A Chinese coin about 600 years old was recently unearthed on an island just off the coast of Kenya. If it proves to be authentic, the coin could show that the Chinese explorer Zheng He — like a Christopher Columbus of the East — came to this part of east Africa.
"This finding is significant. We know Africa has always been connected to the rest of the world, but this coin opens a discussion about the relationship between China and Indian Ocean nations," archaeologist Chapurukha M. Kusimba of The Field Museum in Chicago said in a statement.
The copper and silver disk has a square hole in the center, possibly to be worn on a belt. Kusimba told LiveScience it was found on the first day of excavations at Manda, an island that hugs Kenya's coast about 200 miles (320 kilometers) northeast of Mombasa. A joint expedition, led by Kusimba and Sloan R. Williams of the University of Illinois at Chicago, spent this past December through February studying the site.

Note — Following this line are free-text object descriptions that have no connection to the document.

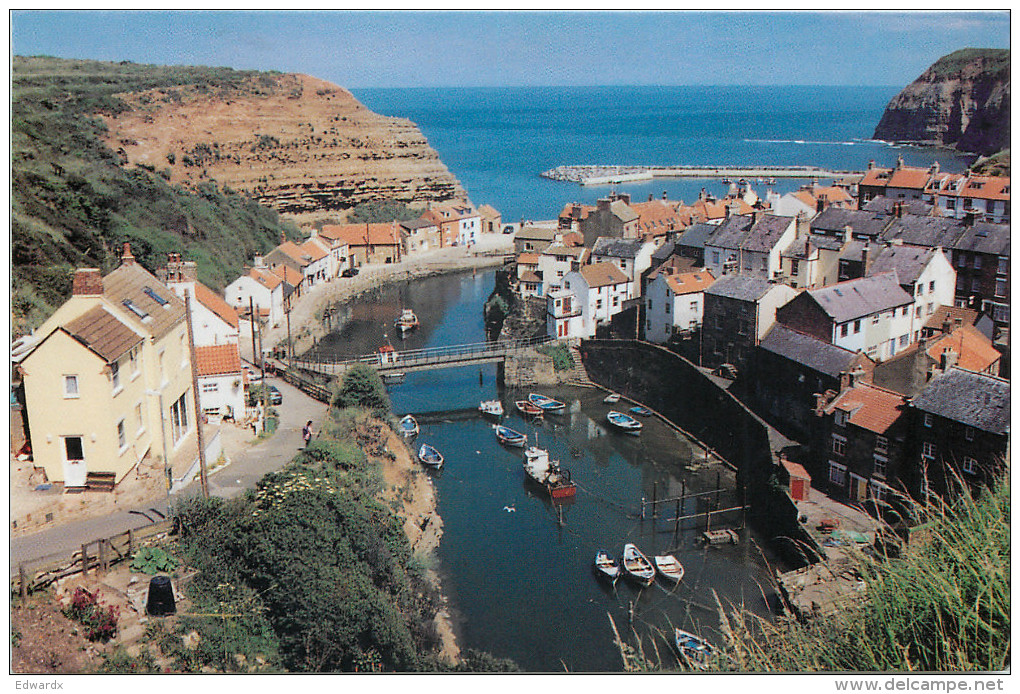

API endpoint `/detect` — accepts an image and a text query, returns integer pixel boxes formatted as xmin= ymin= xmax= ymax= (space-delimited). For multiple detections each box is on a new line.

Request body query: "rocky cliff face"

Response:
xmin=102 ymin=73 xmax=466 ymax=223
xmin=873 ymin=49 xmax=1009 ymax=156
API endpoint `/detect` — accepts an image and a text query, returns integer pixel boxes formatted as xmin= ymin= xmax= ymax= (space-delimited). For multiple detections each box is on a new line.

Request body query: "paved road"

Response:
xmin=10 ymin=376 xmax=327 ymax=571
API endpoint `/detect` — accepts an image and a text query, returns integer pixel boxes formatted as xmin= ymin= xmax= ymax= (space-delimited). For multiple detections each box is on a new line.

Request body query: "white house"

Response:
xmin=866 ymin=242 xmax=957 ymax=343
xmin=225 ymin=264 xmax=285 ymax=327
xmin=160 ymin=254 xmax=239 ymax=347
xmin=536 ymin=244 xmax=588 ymax=295
xmin=704 ymin=212 xmax=798 ymax=281
xmin=590 ymin=237 xmax=656 ymax=298
xmin=194 ymin=344 xmax=245 ymax=420
xmin=546 ymin=287 xmax=585 ymax=340
xmin=644 ymin=268 xmax=715 ymax=343
xmin=559 ymin=262 xmax=631 ymax=337
xmin=307 ymin=230 xmax=350 ymax=279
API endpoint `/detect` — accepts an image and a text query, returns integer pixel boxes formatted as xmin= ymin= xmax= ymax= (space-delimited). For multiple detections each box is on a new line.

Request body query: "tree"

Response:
xmin=332 ymin=365 xmax=391 ymax=416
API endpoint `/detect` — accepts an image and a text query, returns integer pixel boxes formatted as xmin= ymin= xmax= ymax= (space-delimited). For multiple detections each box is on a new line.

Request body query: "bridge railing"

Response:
xmin=291 ymin=334 xmax=553 ymax=373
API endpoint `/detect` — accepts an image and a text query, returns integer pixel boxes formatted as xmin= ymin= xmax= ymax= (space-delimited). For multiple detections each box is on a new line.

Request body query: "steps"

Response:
xmin=564 ymin=345 xmax=596 ymax=388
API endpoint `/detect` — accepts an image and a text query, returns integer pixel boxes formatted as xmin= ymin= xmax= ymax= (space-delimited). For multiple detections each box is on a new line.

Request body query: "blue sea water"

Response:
xmin=353 ymin=86 xmax=974 ymax=222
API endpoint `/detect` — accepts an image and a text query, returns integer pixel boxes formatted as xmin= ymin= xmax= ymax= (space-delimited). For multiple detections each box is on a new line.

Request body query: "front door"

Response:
xmin=848 ymin=473 xmax=868 ymax=502
xmin=62 ymin=436 xmax=87 ymax=487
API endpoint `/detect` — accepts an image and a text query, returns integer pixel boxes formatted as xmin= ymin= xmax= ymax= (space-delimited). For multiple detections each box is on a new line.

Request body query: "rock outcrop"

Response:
xmin=101 ymin=73 xmax=466 ymax=223
xmin=873 ymin=48 xmax=1009 ymax=156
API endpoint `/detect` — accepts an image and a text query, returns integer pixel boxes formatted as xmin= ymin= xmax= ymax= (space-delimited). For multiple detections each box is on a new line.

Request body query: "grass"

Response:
xmin=537 ymin=342 xmax=574 ymax=371
xmin=929 ymin=49 xmax=1010 ymax=79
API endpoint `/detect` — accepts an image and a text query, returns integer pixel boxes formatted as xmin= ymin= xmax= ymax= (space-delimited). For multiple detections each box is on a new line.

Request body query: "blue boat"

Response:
xmin=398 ymin=414 xmax=419 ymax=438
xmin=607 ymin=410 xmax=642 ymax=434
xmin=629 ymin=405 xmax=653 ymax=417
xmin=495 ymin=424 xmax=527 ymax=447
xmin=674 ymin=628 xmax=713 ymax=669
xmin=417 ymin=443 xmax=444 ymax=470
xmin=528 ymin=392 xmax=565 ymax=413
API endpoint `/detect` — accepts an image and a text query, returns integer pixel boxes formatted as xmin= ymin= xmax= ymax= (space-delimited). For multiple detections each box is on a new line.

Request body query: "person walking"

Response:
xmin=302 ymin=420 xmax=314 ymax=449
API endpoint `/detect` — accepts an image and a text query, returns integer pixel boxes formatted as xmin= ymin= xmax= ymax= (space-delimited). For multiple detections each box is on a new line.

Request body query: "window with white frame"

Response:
xmin=875 ymin=435 xmax=889 ymax=454
xmin=834 ymin=409 xmax=848 ymax=428
xmin=111 ymin=360 xmax=121 ymax=391
xmin=64 ymin=374 xmax=80 ymax=398
xmin=201 ymin=382 xmax=219 ymax=393
xmin=923 ymin=413 xmax=933 ymax=427
xmin=828 ymin=461 xmax=847 ymax=486
xmin=995 ymin=279 xmax=1007 ymax=297
xmin=921 ymin=441 xmax=937 ymax=460
xmin=997 ymin=257 xmax=1008 ymax=276
xmin=962 ymin=456 xmax=978 ymax=475
xmin=170 ymin=393 xmax=189 ymax=445
xmin=117 ymin=419 xmax=127 ymax=450
xmin=873 ymin=454 xmax=887 ymax=477
xmin=973 ymin=256 xmax=982 ymax=270
xmin=831 ymin=433 xmax=846 ymax=456
xmin=870 ymin=480 xmax=890 ymax=503
xmin=965 ymin=426 xmax=975 ymax=441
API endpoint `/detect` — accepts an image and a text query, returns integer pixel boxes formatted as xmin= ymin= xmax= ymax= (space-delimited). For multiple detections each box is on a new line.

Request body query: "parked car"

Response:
xmin=267 ymin=385 xmax=282 ymax=405
xmin=503 ymin=225 xmax=515 ymax=234
xmin=341 ymin=267 xmax=359 ymax=278
xmin=247 ymin=383 xmax=282 ymax=407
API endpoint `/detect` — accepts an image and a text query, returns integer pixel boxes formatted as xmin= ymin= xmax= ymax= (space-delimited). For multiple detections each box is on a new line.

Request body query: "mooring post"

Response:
xmin=651 ymin=483 xmax=658 ymax=520
xmin=640 ymin=496 xmax=645 ymax=521
xmin=673 ymin=499 xmax=681 ymax=541
xmin=715 ymin=471 xmax=721 ymax=508
xmin=680 ymin=480 xmax=686 ymax=517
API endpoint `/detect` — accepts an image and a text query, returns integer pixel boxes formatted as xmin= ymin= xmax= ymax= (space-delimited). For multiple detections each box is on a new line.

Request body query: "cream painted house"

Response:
xmin=19 ymin=245 xmax=195 ymax=489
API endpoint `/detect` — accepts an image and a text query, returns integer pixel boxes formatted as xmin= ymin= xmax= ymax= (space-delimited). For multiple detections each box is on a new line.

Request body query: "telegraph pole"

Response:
xmin=184 ymin=289 xmax=209 ymax=497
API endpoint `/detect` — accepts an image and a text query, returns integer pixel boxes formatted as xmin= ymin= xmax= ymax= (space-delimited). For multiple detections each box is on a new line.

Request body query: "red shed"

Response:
xmin=783 ymin=460 xmax=812 ymax=502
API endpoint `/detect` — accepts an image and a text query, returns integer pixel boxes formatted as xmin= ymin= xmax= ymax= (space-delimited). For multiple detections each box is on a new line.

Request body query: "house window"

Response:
xmin=63 ymin=375 xmax=79 ymax=398
xmin=596 ymin=299 xmax=603 ymax=310
xmin=956 ymin=254 xmax=967 ymax=268
xmin=64 ymin=436 xmax=84 ymax=463
xmin=834 ymin=410 xmax=848 ymax=428
xmin=831 ymin=434 xmax=846 ymax=456
xmin=791 ymin=259 xmax=800 ymax=275
xmin=873 ymin=453 xmax=888 ymax=477
xmin=853 ymin=320 xmax=861 ymax=333
xmin=170 ymin=393 xmax=189 ymax=445
xmin=995 ymin=280 xmax=1007 ymax=297
xmin=135 ymin=403 xmax=144 ymax=434
xmin=875 ymin=435 xmax=889 ymax=454
xmin=964 ymin=426 xmax=975 ymax=441
xmin=689 ymin=300 xmax=698 ymax=311
xmin=202 ymin=382 xmax=219 ymax=393
xmin=612 ymin=296 xmax=619 ymax=307
xmin=870 ymin=480 xmax=890 ymax=503
xmin=921 ymin=441 xmax=937 ymax=460
xmin=997 ymin=257 xmax=1008 ymax=276
xmin=111 ymin=360 xmax=121 ymax=391
xmin=840 ymin=323 xmax=848 ymax=338
xmin=899 ymin=334 xmax=909 ymax=347
xmin=128 ymin=347 xmax=140 ymax=377
xmin=117 ymin=419 xmax=127 ymax=450
xmin=648 ymin=300 xmax=653 ymax=311
xmin=828 ymin=461 xmax=847 ymax=487
xmin=928 ymin=280 xmax=935 ymax=292
xmin=973 ymin=256 xmax=982 ymax=270
xmin=923 ymin=413 xmax=933 ymax=427
xmin=962 ymin=457 xmax=978 ymax=475
xmin=665 ymin=302 xmax=670 ymax=314
xmin=873 ymin=314 xmax=881 ymax=324
xmin=712 ymin=251 xmax=720 ymax=265
xmin=971 ymin=279 xmax=982 ymax=293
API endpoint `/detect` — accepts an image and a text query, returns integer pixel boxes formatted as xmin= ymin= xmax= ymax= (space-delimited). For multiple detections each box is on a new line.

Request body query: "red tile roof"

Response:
xmin=517 ymin=253 xmax=541 ymax=266
xmin=272 ymin=265 xmax=303 ymax=287
xmin=320 ymin=223 xmax=401 ymax=247
xmin=825 ymin=382 xmax=907 ymax=434
xmin=887 ymin=167 xmax=931 ymax=190
xmin=63 ymin=305 xmax=144 ymax=363
xmin=926 ymin=325 xmax=1001 ymax=373
xmin=580 ymin=262 xmax=630 ymax=288
xmin=194 ymin=282 xmax=239 ymax=330
xmin=250 ymin=268 xmax=282 ymax=291
xmin=194 ymin=343 xmax=242 ymax=377
xmin=298 ymin=239 xmax=328 ymax=262
xmin=664 ymin=269 xmax=715 ymax=296
xmin=782 ymin=460 xmax=811 ymax=481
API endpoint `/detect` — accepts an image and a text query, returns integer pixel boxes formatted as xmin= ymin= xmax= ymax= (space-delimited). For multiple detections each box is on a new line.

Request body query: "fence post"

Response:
xmin=128 ymin=528 xmax=135 ymax=555
xmin=19 ymin=564 xmax=28 ymax=600
xmin=98 ymin=539 xmax=106 ymax=575
xmin=81 ymin=544 xmax=89 ymax=576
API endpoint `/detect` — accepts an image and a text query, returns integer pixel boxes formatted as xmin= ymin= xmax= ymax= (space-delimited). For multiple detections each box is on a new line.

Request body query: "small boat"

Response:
xmin=528 ymin=392 xmax=565 ymax=414
xmin=607 ymin=410 xmax=642 ymax=434
xmin=721 ymin=177 xmax=732 ymax=184
xmin=395 ymin=308 xmax=419 ymax=334
xmin=629 ymin=405 xmax=653 ymax=417
xmin=382 ymin=372 xmax=406 ymax=383
xmin=523 ymin=446 xmax=576 ymax=499
xmin=593 ymin=550 xmax=620 ymax=583
xmin=674 ymin=628 xmax=713 ymax=669
xmin=398 ymin=414 xmax=419 ymax=438
xmin=479 ymin=399 xmax=504 ymax=418
xmin=516 ymin=400 xmax=544 ymax=418
xmin=417 ymin=443 xmax=444 ymax=470
xmin=603 ymin=392 xmax=621 ymax=404
xmin=495 ymin=425 xmax=527 ymax=447
xmin=621 ymin=543 xmax=655 ymax=586
xmin=654 ymin=554 xmax=685 ymax=583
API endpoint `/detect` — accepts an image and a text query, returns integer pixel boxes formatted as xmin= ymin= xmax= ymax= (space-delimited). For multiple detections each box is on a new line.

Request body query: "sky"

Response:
xmin=9 ymin=10 xmax=1012 ymax=88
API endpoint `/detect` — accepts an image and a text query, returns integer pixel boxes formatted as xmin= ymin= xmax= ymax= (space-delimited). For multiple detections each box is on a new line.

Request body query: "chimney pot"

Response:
xmin=72 ymin=268 xmax=104 ymax=296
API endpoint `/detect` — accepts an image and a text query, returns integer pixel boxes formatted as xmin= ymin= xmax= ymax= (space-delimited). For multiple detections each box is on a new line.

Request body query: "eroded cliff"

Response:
xmin=873 ymin=48 xmax=1009 ymax=156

The coin was issued from 1403 to 1425, and it bears the name of Emperor Yongle, leader of the Ming Dynasty who started building China's Forbidden City. At that time, Manda was nearing the end of its reign as a trading post. In 1430, the island was abandoned and never inhabited again. [Photos: The 10 Rarest US Coins]
Kusimba believes the coin could prove the island was visited by Zheng He, a court eunuch who rose to commander of the Chinese Navy. Emperor Yongle sent Zheng He on several ambitious voyages to explore the lands bordering the Indian Ocean and expand Chinese trade and political influence.
"Zheng He was, in many ways, the Christopher Columbus of China," Kusimba said. "It's wonderful to have a coin that may ultimately prove he came to Kenya."
The researchers got permission from the Kenyan government to export the coin to Chicago, where it is undergoing chemical analysis at The Field Museum. "We just want to be sure that it's an original government issue rather than a counterfeit," Kusimba told LiveScience.
The team will head back to Manda this coming December for another digging season; they plan to publish their findings in a peer-reviewed academic journal.
"This is one of the oldest sites in Sub-Saharan Africa and I think it's going to inform us a lot about the early relationship Africa had with Europe and Asia," Kusimba said.